保育園では毎日のように絵本の読み聞かせが行われています。保育士は各年齢に合った絵本を探し、読み聞かせをしていますが、その年齢の発達を理解した上で絵本を選ぶという事は、その年齢特有の課題などの克服に活用する事が出来ます。
3歳児という年齢は、保育園や幼稚園で言うと「年少クラス」です。この年少クラスは今までの複数担任から、一気に「一人担任」に変わる時期でもあり、子ども達一人ひとりが「自分の事を自分で行う」時期でもあります。そんな時期の子ども達に主任として客観的な視点から、オススメな絵本を紹介します。
3歳時にオススメな絵本、ベスト5!
第5位「コッコさんのともだち」著者:片山健
子どもによっては、3歳児から初めて幼稚園に通う子もいるでしょう。今までの家庭で過ごしていた子が、幼稚園という集団に入るとなると、いくら子どもと言えど悩み事の一つや二つは出てきます。そんな子ども心を描いた作品です。
子どもというのは、一見単純そうに見えても、時には繊細にもなります。幼稚園で一人ぼっちで寂しそうな主人公「コッコ」の姿から、子どもと大人の緊張をほどいてくれる一冊。
第4位「おべんとう」著者:小西英子
保育園や幼稚園には月に1回、園によっては週に1回など、「弁当会」があります。この弁当作りというのはお母さんを悩ませています。「どれくらいの量を食べるのかな?」「残さず食べるかな?」「好きな物だけ入れて良いのかな?」悩めば悩む程、弁当作りがしんどくなってきます。
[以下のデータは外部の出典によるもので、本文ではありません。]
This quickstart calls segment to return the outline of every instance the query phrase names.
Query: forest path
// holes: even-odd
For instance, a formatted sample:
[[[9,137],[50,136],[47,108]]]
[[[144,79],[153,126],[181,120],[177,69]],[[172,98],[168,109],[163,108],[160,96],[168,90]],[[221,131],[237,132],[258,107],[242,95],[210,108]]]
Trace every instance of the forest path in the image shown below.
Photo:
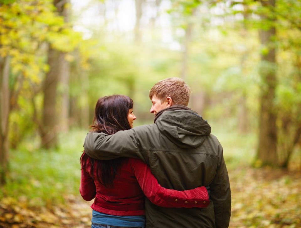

この絵本は、そんなお母さんに「弁当作りの楽しさを思い出させる」内容になっています。弁当が出来上がっていくまでの過程を、子どもと一緒に見るのも楽しめますし、作中で出来上がった弁当が何ともシンプルな弁当で、「こんな感じの弁当で良いんだ」と思わせ、お母さんの肩の荷をスッと降ろしてくれます。
第3位「しょうぼうじどうしゃじぷた」著者:渡辺茂雄
とある町の消防署には、はしご車ののっぽくん、高圧ポンプ車のぽんぷくん、救急車のいちもくさん、みんなから人気を集める車の中に、古いジープを改良したちびっこ消防車の「じぷたくん」がいます。
働き者のじぷたですが、誰からも気にかけてもらえず、時には意地悪を言われる事もあり、じぷたは悲しい気持ちになります。ある時、山で火事が起こりじぷたは大活躍します。その活躍ぶりを見たみんなはじぷたの見方を変える、という内容です。
「小さくても勇敢」「誰にでもない役割がある」というメッセージ性の強い絵本でありながら、シンプルな内容で、3歳児にも分かりやすい話です。勇気が湧くだけでなく、消防署に本物の「じぷた」がいた時には、絵本の世界と現実の世界がリンクした時の感動も、この年齢だからこそ味わえる物です。
第2位「ペネロペひとりでふくをきる」著者:アン・グットマン
うっかり者でおなじみの「ペネロペ」は、一人で着替えて幼稚園に行こうときめます。ベッドから起きて着替えを始めるペネロペ。「みて、ズボンをはくのは得意なの。みて、もうはけちゃった」と言いつつも、「でもね、パンツがちょっぴり見えてるの」と言い、子ども達の笑いを誘います。
3歳児という年齢は、自分で着替えができる年齢ですが、着替えるタイミングというのは、食事後、午睡後で「眠気に襲われている時間」です。いくら自分で着替えが出来ると言っても、まだ3歳時!眠気には勝てず、出来ない日だってあります。そんな時にはペネロペの絵本を活用すれば、気持ちの切り替えにもなります。
第1位「わたしようちえんにいくの」著者:ローレンス・アンホールト
初めて幼稚園に通う3歳児、年少クラスに進級して不安な気持ちが残る3歳児の気持ちを解消してくれる絵本です。
主人公「アンナ」は一人で靴が履けなかったらどうしよう、妹と一緒に幼稚園に行こう、というように、初めての幼稚園に不安を抱き、「わたし、おうちにいる!」とまで、言い出します。しかし、実際に幼稚園に行ってみると、おもちゃ、砂場、おやつの時間など、楽しいことがたくさんでした。
この絵本は「幼稚園はこういった所」と紹介する絵本で、初めての幼稚園に入園する子どもも、その親にとっても「安心感」を与える一冊です。
▼3歳児との接し方のポイント!
まとめ
3歳児にオススメな絵本として、主に生活面や情緒面に訴えかける本を選びました。初めての幼稚園に通う年齢、何でも一人でやっていく年齢でありながらも、まだまだ幼さの残る3歳児には、言葉掛けや寄り添いの道具の一つとして「絵本」の活用はとても効果があります。